When a person dies without leaving a valid will, their property (the estate) must be shared out according to the rules of intestacy under law. Only married or civil partners or close relatives can inherit in these circumstances.Read on for more information on how the rules of intestacy will distribute the estate applicable to certain circumstances involving married partners, children, parents, siblings and values of property over £250,000 and £450,000. For more information about your rights to inheritance please call 02830267134 or email law@lukecurran.co.uk for a free initial consultation.

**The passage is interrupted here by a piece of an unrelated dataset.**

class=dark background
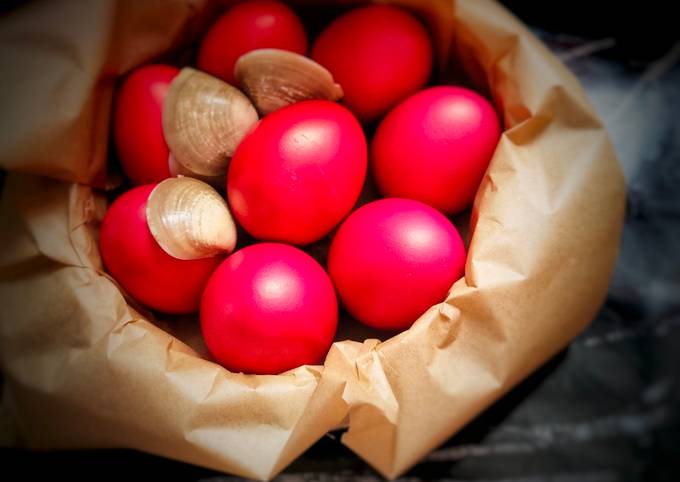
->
[0,0,680,482]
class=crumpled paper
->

Married partners and civil partners

Married partners or civil partners inherit under the rules of intestacy provided they are not divorced or legally separated. Partners who separated informally can still inherit under the rules of intestacy. Cohabiting partners who were neither married nor in a civil partnership do not.

  • If there are surviving children of the person who died and the estate is valued at more than £250,000, the partner will inherit:

a) all the personal property and belongings of the person who has died, and

b) the first £250,000 of the estate, and

c) half of the remaining estate if there is one child and one third if there is more than one child.

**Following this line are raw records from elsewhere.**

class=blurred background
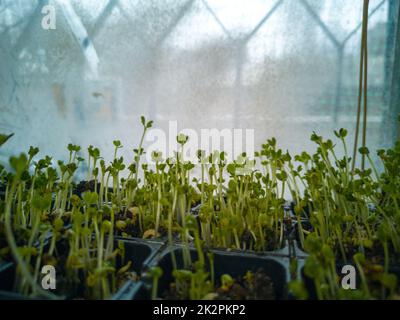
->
[0,0,400,169]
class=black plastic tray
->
[140,245,290,300]
[0,237,163,300]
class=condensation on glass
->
[0,0,396,168]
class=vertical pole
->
[334,46,344,126]
[233,45,246,129]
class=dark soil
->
[164,269,276,300]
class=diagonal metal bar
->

d) the child(ren) inherit the remaining share

  • If there are no surviving children the partner will inherit

a) the first £450,000 of the estate, and

b) half of the remaining estate if there are parents or siblings of the deceased alive

c) the parents or siblings inherit the remaining share

 

Jointly Owned Property

Partners may jointly own their home. There are two different ways of jointly owning a home. These are joint tenancies and tenancies in common.  If the partners were joint tenants at the time of the death, when the first partner dies, the surviving partner will automatically inherit the other partner’s share of the property. If the partners are tenants in common then the partner will not inherit automatically and the rule of intestacy shall apply to that share.

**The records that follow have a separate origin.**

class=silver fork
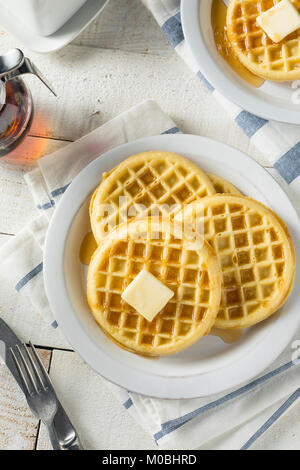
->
[9,343,83,450]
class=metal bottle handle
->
[0,49,57,96]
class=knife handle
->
[47,403,83,450]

Typically partners may also have joint bank or building society accounts. If one dies, the other partner will automatically inherit the whole of the money unless there are strong grounds to say otherwise. 

Property and money that the surviving partner inherits does not count as part of the estate of the person who has died when it is being valued for the intestacy rules.

 

Relatives

Children

Children of the intestate person will inherit if there is no surviving married or civil partner. If there is a surviving partner, they will inherit only if the estate is worth more than £250,000 as set out above. A child whose parents are not married or have not registered a civil partnership can inherit from the estate of a parent who dies intestate. Children do not receive their inheritance immediately. They receive it when they:

  • reach the age of 18, or
  • marry or form a civil partnership under this age.

Until then, trustees manage the inheritance on their behalf.

Adopted children (including step-children who have been adopted by their step-parent) have rights to inherit under the rules of intestacy. But otherwise you have to be a biological child to inherit.

All the children of the parent who has died intestate inherit equally from the estate. This also applies where a parent has children from different relationships.

Parents and Siblings

Parents and siblings of the intestate person may inherit a share of the estate as set out above under the rules of intestacy. This will depend on a number of circumstances:

  • whether there is a surviving married or civil partner
  • whether there are children, grandchildren or great grandchildren.
  • the amount of the estate is greater than £450,000.

Grandchildren

A grandchild cannot inherit from the estate of an intestate person unless their parent has died before the intestate person. In these circumstances, the grandchildren will inherit equal shares of the share to which their parent would have been entitled.

Other relatives

Grandparents, uncles and aunts or cousins may have a right to inherit if the person who died intestate had no surviving married partner or civil partner, children, grandchildren, great grand-children, parents, brothers, sisters, nephews or nieces.

 

Deed of Family Arrangement

It is possible to rearrange the way property is shared out when someone dies without leaving a will, provided this is done within two years of the death. This is called making a deed of family arrangement or variation. All the people who would inherit under the rules of intestacy must agree.

 

Who cannot inherit

The following people have no right to inherit where someone dies without leaving a will:

  • unmarried partners
  • lesbian or gay partners not in a civil partnership
  • relations by marriage
  • close friends
  • carers

 

Financial Provision

Even if you can’t inherit under the rules of intestacy, you may be able to apply to court for financial provision from the estate under the Inheritance (Provision for Family and Dependants) (Northern Ireland) Order 1979 if for example you were dependent upon the deceased.

You must make the application within a certain time limit.

The court may order:

  • regular payments from the estate
  • a lump sum payment from the estate
  • property to be transferred from the estate.

 

If there are no surviving relatives

If there are no surviving relatives who can inherit under the rules of intestacy, the estate passes to the Crown. This is known as bona vacantia. The Treasury Solicitor is then responsible for dealing with the estate. The Crown can make grants from the estate but does not have to agree to them.